Стояли они возле паровоза, заслоняясь от ветра.
— Хватит, Казаке, полезем в паровоз, а там видно будет, как погода, проговорил
Едигей, хлопая одна о другую смерзшимися рукавицами.
— Погода какая была, такой и будет. Все равно наша работа — расчищать путь. Давай
лопатами, не имеем права стоять.
— Да что мы, не люди?
— Не люди — волки да разное зверье — по норам сейчас попрятались.
— Ах ты гад! — взъярился Едигей. — Да тебе хоть подохни, и ты сам здесь
подохнешь! — И двинул его по скуле.
Ну и схватились, поразбивали губы друг другу. Хорошо еще, кочегар выпрыгнул из
паровоза, разнял вовремя.
Вот такой он был, Казангап. Теперь таких не сыщешь. Нет теперь Казангапов.

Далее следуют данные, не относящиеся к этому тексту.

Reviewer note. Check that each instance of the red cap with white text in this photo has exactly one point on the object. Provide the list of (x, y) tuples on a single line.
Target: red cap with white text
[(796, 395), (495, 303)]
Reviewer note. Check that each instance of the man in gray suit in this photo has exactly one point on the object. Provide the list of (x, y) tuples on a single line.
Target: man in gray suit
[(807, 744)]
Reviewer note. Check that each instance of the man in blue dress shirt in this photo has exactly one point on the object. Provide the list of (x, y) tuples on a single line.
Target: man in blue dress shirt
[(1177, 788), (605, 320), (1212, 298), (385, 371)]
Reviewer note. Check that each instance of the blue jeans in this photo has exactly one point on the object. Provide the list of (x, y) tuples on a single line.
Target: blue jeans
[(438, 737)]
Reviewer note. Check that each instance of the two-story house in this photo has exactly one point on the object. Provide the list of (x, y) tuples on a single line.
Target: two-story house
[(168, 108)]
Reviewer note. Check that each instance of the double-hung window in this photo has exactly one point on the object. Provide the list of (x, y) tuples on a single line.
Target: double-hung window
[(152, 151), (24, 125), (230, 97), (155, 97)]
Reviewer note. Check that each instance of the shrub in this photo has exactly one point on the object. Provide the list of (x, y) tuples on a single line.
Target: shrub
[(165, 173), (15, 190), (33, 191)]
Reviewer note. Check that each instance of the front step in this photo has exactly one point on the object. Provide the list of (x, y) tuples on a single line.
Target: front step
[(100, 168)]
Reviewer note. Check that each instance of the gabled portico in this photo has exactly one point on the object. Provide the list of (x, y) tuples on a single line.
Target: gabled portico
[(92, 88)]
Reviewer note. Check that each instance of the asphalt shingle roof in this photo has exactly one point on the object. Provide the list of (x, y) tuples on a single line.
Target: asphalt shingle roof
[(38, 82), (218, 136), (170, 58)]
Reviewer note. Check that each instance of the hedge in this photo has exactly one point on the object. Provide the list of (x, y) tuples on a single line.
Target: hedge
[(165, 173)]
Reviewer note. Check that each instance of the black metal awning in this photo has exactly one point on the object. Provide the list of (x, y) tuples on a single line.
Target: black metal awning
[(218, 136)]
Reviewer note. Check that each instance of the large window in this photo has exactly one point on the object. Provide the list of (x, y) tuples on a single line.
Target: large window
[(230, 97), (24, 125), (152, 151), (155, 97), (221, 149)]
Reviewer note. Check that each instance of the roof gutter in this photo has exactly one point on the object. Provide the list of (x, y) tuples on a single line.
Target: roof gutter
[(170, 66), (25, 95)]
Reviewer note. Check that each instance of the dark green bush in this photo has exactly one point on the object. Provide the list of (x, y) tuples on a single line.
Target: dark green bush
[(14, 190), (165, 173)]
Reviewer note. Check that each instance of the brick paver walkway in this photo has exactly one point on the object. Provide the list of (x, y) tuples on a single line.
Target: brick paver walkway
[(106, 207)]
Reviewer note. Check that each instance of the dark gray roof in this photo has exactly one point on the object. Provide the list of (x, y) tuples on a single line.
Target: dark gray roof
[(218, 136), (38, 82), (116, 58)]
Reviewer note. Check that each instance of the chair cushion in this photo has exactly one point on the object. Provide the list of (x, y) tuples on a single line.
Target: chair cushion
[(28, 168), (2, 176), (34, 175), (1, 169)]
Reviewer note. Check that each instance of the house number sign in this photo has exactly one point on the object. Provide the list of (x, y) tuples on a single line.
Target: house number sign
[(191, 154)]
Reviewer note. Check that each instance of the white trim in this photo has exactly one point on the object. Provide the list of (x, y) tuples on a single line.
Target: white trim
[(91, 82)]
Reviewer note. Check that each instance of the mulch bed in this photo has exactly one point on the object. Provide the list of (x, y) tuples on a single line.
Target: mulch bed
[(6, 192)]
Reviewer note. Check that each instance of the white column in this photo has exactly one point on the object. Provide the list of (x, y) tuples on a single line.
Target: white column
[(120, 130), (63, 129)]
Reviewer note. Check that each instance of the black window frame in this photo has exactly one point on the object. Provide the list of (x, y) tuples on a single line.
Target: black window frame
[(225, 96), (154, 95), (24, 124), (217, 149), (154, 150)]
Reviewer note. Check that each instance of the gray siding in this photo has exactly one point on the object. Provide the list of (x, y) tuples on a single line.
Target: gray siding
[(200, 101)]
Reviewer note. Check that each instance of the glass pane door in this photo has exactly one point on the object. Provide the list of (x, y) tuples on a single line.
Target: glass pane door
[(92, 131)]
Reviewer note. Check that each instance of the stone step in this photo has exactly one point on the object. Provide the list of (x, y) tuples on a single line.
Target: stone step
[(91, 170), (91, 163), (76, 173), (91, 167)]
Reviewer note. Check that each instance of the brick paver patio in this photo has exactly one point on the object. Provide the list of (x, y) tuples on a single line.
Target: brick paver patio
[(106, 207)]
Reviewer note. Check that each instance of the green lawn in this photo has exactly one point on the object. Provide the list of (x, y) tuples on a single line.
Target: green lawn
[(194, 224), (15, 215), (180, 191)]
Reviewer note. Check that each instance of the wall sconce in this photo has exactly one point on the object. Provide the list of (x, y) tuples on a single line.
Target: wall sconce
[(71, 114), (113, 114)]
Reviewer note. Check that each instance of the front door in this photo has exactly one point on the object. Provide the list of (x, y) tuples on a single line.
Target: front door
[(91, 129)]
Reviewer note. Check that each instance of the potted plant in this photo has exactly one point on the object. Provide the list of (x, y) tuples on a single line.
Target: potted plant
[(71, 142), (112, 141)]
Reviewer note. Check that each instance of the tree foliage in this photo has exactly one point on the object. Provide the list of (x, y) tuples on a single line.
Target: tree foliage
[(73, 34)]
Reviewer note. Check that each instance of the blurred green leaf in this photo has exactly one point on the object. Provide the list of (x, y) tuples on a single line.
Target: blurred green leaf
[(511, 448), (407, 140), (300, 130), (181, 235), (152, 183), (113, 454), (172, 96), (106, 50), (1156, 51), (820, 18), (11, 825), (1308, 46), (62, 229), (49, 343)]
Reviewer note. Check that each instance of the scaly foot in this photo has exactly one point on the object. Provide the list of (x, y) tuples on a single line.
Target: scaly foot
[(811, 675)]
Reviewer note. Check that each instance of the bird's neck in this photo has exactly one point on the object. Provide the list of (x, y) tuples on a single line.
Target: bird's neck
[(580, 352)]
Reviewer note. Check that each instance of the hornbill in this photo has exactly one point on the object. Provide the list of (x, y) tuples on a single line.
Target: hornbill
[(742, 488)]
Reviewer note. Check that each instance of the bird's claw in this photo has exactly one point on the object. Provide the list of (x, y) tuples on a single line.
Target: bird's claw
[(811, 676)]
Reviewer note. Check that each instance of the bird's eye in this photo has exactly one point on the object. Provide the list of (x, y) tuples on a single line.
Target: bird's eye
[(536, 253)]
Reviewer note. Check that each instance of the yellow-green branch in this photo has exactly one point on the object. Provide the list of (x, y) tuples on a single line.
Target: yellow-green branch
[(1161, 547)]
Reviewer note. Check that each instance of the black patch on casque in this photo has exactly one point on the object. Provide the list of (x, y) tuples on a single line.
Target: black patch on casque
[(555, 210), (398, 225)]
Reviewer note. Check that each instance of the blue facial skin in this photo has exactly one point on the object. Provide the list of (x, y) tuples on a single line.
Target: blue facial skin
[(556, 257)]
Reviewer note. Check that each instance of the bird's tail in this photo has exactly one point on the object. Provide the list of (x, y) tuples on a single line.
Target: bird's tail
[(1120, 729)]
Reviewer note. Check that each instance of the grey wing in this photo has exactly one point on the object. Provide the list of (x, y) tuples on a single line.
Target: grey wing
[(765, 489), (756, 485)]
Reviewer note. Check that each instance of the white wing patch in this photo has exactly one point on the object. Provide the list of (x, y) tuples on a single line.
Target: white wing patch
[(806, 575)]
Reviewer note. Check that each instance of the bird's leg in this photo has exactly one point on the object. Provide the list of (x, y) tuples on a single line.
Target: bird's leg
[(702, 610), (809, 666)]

Последнего везут хоронить. Осталось упрятать покойника под землю с прощальными
словами над ним — и на том аминь!
Думая об этом, Буранный Едигей повторял про себя полузабытые молитвы, чтобы
выверить заведенный порядок слов, восстановить точнее в памяти последовательность
мыслей, обращенных к богу, ибо только он один, неведомый и незримый, мог примирить в
сознании человеческом непримиримость начала и конца, жизни и смерти. Для того, наверно,
и сочинялись молитвы. Ведь до бога не докричишься, не спросишь его, зачем, мол, ты так
устроил, чтобы рождаться и умирать. С тем и живет человек с тех пор, как мир стоит, — не
соглашаясь, примиряется. И молитвы эти неизменны от тех дней, и говорится в них все то же
— чтобы не роптал понапрасну, чтобы утешился человек. Но слова эти, отшлифованные
тысячелетиями, как слитки золота, — последние из последних слов, которые обязан
произнести живой над мертвым. Таков обряд.